Bioprinting Chondrocyte Hydrogel Cultures onto Fibre Membranes for Cartilage Defect Repair

Abstract

Despite notable advancements in autologous chondrocyte implantation (ACI) over the past three decades, persistent challenges including uneven cell distribution, low seeding density, and limited extracellular matrix formation continue to hinder outcomes. This study suggests a novel approach to matrix-assisted ACI (MACI) that integrates reactive jet impingement (ReJI) bioprinting with Chondro-Gide® (Ch-G) membranes to give an in theatre bioprinting approach with the potential to control cell distribution and density at the point of implantation. A collagen–alginate–fibrin (CAF) hydrogel was formulated as a bioink to maintain high cell viability and enable accurate deposition of chondrocytes at both low and high densities. Bone marrow-derived immortalised stem cells were differentiated into chondrocytes and bioprinted using the ReJI system onto Ch-G substrates. Constructs were evaluated over 14 days for cytotoxicity, morphology, gene expression, extracellular matrix (ECM) deposition, and mechanical properties. Live/dead assays confirmed high cell viability across all conditions.
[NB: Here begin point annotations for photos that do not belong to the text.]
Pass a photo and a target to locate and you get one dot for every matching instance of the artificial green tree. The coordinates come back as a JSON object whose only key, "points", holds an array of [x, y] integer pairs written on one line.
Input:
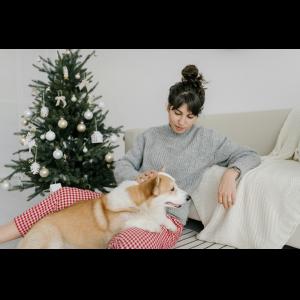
{"points": [[64, 131]]}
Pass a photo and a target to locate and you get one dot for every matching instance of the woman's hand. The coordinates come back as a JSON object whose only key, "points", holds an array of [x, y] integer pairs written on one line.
{"points": [[227, 188], [146, 175]]}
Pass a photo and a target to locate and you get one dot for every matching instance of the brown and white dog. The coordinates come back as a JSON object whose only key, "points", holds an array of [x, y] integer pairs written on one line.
{"points": [[92, 223]]}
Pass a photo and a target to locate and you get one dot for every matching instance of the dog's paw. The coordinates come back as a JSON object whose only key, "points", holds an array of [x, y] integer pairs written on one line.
{"points": [[170, 225]]}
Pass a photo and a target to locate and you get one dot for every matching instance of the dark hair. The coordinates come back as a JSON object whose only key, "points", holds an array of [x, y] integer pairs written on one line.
{"points": [[189, 91]]}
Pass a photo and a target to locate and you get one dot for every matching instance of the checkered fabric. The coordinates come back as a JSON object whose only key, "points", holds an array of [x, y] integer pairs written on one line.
{"points": [[56, 201], [132, 238], [136, 238]]}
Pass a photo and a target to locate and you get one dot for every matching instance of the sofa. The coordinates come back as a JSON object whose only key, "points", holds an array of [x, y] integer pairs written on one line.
{"points": [[257, 129]]}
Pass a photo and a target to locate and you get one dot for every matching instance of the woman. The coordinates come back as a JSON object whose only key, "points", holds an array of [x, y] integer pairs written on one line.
{"points": [[184, 150]]}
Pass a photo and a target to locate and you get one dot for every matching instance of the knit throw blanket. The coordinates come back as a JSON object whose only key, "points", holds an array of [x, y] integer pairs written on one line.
{"points": [[267, 208]]}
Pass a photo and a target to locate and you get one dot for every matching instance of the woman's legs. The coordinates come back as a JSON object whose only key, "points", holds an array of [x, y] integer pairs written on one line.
{"points": [[136, 238], [9, 232], [56, 201]]}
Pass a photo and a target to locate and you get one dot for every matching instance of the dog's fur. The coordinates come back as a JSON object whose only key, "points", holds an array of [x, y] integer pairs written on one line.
{"points": [[92, 223]]}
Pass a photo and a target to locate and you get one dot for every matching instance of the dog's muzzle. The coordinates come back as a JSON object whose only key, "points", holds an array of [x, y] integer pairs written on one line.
{"points": [[188, 198]]}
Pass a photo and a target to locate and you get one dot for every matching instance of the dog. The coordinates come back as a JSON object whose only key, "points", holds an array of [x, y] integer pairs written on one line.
{"points": [[93, 223]]}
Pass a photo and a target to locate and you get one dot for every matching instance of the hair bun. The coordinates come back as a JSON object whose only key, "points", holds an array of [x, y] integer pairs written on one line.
{"points": [[190, 73]]}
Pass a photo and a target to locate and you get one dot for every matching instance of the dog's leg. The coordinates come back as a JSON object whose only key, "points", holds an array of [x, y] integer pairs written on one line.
{"points": [[42, 236], [169, 224]]}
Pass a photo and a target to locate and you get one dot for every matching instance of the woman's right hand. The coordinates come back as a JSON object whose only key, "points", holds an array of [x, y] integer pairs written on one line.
{"points": [[146, 176]]}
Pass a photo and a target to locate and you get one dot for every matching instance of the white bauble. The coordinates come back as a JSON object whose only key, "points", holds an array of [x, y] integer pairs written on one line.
{"points": [[28, 113], [5, 185], [109, 157], [101, 104], [57, 154], [62, 123], [50, 136], [81, 127], [24, 122], [88, 115], [44, 112], [44, 172], [22, 140], [113, 138]]}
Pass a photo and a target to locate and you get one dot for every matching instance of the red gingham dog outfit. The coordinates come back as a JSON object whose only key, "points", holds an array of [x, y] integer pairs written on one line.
{"points": [[132, 238]]}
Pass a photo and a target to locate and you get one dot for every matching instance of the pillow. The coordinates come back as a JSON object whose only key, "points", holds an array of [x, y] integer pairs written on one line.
{"points": [[297, 153]]}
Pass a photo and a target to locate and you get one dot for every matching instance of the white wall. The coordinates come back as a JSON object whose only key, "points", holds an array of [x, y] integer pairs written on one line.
{"points": [[135, 84]]}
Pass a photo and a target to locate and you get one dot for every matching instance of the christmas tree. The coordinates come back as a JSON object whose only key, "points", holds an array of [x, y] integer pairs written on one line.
{"points": [[64, 135]]}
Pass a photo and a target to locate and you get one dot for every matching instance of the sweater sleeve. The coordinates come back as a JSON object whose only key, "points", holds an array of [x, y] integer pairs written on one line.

Immunofluorescence and scanning electron microscope (SEM) analyses showed enhanced cell alignment, surface migration, and ECM formation, particularly in high-density Chondro-Gide®/CAF samples (Ch-G/CAF). ACAN and SOX9 showed significant upregulation from day 1 to day 14 and immunohistochemical analysis confirmed robust deposition of collagen II and sulphated glycosaminoglycans (sGAGs). Mechanical testing demonstrated increased compressive modulus over time, with Ch-G/CAF constructs exhibiting superior stiffness and volumetric stability. These findings suggest that ReJI bioprinting of CAF hydrogels onto Chondro-Gide® membranes supports enhanced chondrogenic activity and matrix formation, offering a promising strategy for next-generation MACI.